U.S. Army Lt. Zebulon Pike selected the site for a fort that was completed in 1825, more than three decades before Minnesota became a state. Nearly 25,000 soldiers passed through Fort Snelling during the Civil War. More than 300,000 men and women joined the U.S. military at Fort Snelling during World War II.

Now, other aspects of the site's history are being more thoroughly explored. That includes delving more deeply into the history of Native people, traders and enslaved people who lived at the fort as well as soldiers.

Leonard said they're accomplishing this more expansive storytelling by greatly increasing the public's access to the existing 22-acre site.

"We weren't utilizing and inviting the public into all those spaces, and now we are," Leonard said.

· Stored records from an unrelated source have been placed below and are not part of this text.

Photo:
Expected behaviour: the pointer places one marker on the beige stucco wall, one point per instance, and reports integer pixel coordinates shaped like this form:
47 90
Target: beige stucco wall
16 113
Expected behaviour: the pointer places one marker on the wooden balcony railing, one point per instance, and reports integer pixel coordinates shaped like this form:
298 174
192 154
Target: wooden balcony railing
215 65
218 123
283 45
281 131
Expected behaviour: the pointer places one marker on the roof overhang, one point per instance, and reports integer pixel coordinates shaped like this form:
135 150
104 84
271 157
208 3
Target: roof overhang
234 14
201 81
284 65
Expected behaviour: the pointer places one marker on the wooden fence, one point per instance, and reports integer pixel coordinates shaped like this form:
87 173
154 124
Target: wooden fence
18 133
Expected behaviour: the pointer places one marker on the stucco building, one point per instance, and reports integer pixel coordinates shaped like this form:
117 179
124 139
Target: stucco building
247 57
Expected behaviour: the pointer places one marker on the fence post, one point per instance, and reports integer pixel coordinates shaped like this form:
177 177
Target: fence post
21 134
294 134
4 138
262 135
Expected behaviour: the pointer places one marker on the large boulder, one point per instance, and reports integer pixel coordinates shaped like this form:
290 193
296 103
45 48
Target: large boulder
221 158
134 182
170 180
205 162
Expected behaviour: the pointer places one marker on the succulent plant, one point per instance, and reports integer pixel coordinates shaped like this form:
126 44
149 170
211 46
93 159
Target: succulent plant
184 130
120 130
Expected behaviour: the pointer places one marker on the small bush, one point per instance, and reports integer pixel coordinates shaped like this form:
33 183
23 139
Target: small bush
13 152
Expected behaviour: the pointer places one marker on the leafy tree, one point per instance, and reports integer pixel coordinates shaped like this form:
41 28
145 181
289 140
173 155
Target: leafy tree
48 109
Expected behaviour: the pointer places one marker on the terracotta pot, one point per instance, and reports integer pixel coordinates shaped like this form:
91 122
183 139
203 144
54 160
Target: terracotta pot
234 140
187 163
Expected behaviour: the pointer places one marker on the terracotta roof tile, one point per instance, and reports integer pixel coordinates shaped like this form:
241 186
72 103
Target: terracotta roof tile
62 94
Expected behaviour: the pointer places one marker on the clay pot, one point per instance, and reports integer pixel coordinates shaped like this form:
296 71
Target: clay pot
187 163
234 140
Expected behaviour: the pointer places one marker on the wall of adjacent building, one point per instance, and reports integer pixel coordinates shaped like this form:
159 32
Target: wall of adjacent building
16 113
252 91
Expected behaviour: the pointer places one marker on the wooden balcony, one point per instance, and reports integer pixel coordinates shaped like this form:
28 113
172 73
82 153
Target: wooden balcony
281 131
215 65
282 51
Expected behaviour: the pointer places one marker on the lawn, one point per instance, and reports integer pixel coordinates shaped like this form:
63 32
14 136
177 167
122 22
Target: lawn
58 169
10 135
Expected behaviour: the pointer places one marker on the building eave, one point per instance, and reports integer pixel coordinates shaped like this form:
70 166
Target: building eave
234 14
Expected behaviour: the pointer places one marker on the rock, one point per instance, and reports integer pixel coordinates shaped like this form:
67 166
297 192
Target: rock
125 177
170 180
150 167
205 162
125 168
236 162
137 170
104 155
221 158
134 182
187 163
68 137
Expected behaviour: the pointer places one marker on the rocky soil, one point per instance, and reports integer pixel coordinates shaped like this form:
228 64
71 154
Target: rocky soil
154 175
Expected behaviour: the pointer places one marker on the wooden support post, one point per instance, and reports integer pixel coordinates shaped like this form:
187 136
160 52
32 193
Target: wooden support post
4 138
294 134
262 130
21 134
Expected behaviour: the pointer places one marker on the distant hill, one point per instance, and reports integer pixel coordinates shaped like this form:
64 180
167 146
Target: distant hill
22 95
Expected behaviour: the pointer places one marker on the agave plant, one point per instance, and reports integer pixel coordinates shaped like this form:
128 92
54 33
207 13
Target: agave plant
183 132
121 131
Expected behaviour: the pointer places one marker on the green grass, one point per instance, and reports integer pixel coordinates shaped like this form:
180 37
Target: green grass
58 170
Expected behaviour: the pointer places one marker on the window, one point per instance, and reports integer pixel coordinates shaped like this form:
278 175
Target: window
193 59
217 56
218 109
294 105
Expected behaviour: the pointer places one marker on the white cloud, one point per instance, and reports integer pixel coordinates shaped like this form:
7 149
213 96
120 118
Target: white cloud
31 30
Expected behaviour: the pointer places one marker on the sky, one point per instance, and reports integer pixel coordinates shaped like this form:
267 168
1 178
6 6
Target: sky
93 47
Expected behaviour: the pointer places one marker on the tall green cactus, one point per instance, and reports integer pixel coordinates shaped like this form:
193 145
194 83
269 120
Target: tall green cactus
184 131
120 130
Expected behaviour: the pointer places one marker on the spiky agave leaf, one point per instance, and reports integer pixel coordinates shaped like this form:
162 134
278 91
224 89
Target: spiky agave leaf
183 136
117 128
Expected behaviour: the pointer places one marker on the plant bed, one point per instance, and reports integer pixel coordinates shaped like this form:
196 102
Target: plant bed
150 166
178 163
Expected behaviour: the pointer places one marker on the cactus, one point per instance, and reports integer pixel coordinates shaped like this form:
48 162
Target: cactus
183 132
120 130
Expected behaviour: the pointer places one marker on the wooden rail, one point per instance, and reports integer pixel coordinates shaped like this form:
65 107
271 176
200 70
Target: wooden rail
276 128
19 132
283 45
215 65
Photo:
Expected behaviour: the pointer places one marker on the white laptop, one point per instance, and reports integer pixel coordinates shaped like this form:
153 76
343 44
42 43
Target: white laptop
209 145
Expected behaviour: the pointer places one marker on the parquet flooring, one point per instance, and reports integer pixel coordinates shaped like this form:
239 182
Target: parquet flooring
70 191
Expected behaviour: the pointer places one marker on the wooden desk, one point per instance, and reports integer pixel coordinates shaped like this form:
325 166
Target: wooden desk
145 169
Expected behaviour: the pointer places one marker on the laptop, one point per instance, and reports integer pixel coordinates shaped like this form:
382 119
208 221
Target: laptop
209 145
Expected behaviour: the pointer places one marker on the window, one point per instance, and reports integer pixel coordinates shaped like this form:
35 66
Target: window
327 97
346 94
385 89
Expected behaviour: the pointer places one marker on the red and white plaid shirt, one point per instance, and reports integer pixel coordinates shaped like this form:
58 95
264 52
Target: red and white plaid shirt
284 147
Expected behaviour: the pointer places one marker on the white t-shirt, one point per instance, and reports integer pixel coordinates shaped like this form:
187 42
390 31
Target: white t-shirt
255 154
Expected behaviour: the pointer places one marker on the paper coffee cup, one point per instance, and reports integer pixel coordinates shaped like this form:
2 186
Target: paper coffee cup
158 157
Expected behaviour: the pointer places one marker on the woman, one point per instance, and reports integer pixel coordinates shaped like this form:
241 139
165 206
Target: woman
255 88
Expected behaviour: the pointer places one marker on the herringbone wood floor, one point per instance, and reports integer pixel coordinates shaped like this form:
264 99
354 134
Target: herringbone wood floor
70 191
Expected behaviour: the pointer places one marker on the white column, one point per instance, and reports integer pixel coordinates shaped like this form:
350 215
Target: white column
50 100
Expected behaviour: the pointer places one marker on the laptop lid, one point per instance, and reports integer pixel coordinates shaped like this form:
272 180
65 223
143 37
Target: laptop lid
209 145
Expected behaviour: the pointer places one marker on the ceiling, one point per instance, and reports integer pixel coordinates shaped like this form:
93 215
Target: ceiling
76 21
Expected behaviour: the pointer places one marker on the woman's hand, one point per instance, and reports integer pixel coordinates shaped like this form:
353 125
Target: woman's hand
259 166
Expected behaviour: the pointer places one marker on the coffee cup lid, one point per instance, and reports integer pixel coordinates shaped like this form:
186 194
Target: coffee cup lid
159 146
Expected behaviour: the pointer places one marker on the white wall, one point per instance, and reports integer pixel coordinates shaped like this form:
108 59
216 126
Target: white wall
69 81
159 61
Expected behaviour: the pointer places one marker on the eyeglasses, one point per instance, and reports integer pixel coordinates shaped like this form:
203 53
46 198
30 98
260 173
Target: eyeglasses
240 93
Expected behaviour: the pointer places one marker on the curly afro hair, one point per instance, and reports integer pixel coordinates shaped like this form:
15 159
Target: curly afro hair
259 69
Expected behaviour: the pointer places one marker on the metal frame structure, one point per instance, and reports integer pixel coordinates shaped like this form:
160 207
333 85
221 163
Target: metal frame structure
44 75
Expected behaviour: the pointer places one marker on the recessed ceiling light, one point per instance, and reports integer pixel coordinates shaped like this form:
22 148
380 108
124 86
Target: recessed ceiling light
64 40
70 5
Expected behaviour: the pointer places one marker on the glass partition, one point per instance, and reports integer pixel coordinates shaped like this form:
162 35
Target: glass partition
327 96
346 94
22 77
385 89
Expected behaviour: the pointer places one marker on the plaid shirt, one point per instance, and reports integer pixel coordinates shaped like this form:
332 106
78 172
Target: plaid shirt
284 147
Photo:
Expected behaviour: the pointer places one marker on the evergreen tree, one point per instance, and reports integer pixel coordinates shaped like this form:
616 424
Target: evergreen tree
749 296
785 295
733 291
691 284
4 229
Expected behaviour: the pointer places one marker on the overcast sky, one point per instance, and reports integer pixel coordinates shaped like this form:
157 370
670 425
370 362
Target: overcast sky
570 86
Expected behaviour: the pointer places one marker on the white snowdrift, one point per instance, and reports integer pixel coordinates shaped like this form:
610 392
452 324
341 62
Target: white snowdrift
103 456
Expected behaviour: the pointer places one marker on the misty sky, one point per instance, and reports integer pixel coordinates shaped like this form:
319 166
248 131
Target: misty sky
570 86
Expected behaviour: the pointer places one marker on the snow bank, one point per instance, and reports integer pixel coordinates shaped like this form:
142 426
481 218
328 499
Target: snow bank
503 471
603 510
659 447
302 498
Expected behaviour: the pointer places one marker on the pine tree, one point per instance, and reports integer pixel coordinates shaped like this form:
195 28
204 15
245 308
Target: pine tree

As far back as 10,000 years ago, Native people hunted and fished and established camps at this location. Dakota people call the site Bdote, which means "a place where two rivers come together." Many of the new signs along the new outdoor paths identify plants by their Dakota names and explain their cultural significance.

"This is Dakota ancestral homeland," Annis said. "This place has such an amazing and long legacy."

The fort was also a place of suffering, and interpretative signs and exhibits address that.

The fort was the site of a concentration camp for 1,600 Dakota following the U.S.-Dakota War of 1862. The vast majority of people held were children, women and elderly, and an estimated 130 to 300 Dakota people died over the winter of 1862-63, mainly due to diseases and harsh conditions.

Even though Minnesota was free territory that sent thousands to fight for the republic in the Civil War, enslaved people, brought by military officers, were held at the fort — including Dred Scott, who later famously sued for his freedom.

During World War II, the fort was home to the Military Intelligence Service Language School, where Japanese American soldiers trained for overseas service as interpreters, interrogators and intelligence workers even as their own families were interned and stripped of their freedoms in the United States.

While history is what draws more than 65,000 visitors to the site each year, the revitalization includes several modern updates including more meeting spaces and classrooms, accessible restrooms, a museum store, all-terrain wheelchairs for visitors with limited mobility and grab-and-go food and beverage services.

Kent Whitworth, the Historical Society's director and CEO, said in a written statement that telling the complex history of this site will better inform and serve future generations.

"Our guiding vision for the Historic Fort Snelling revitalization has been to inspire a better future by providing a place to learn, share and connect to all of the complex stories that shape history in Minnesota," Whitworth said.